Basically yeah.Dream wrote:There's a difference between being mean and being critical. Being mean doesn't help. Telling us you fell asleep reading X part because it just dragged on helps. Letting us know that our character was being a whiny unrelatable jerk for no reason in this one part helps. Sometimes we mean for them to be whiny and unrelatable or we intentionally make a slow part to world build a little, sometimes it's an oversight and having it pointed out can help us refine things we might've been overlooking. The why's of things that don't work are way more important than just laying out the specific scenes that don't work. For example, if someone told me they didn't like this particular scene because they are uncomfortable reading about a gay relationship or reading about an atheist doing good in the world, I'm not gonna do shit to change it. If they tell me that my gay character is coming off as just a blank stereotype without any real depth as a person or character, or my atheist is acting high and mighty while presenting themselves as altruistic through the narrative (unless I intend for them to be an unreliable narrator) then I have problems I need to figure out how to correct.showa58taro wrote:I’d find it hard to be mean to you guys about your writing. Although I’d be a shit beta reader.
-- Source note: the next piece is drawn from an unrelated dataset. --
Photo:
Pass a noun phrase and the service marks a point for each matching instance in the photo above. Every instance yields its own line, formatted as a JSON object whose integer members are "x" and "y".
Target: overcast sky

I had one beta reader constantly complain about vulgar language and it needs to be cut. My thoughts were: "they know it's not a Young Adult novel, right?" I ain't cutting it. People curse, a lot, and my shit's playground is Rated R stuff, so I ain't cutting it for fuck'n PG.
But yeah, just cause something's suggested, doesn't mean you have to take it. Unless multiple readers say the same/similar things, then it probably needs work in that area and you should start listening.
If they're being mean in their criticism, it's totally fine to just chuck their entire report, imo. They're deliberately being an asshole. It's not "tough love", it's abusive.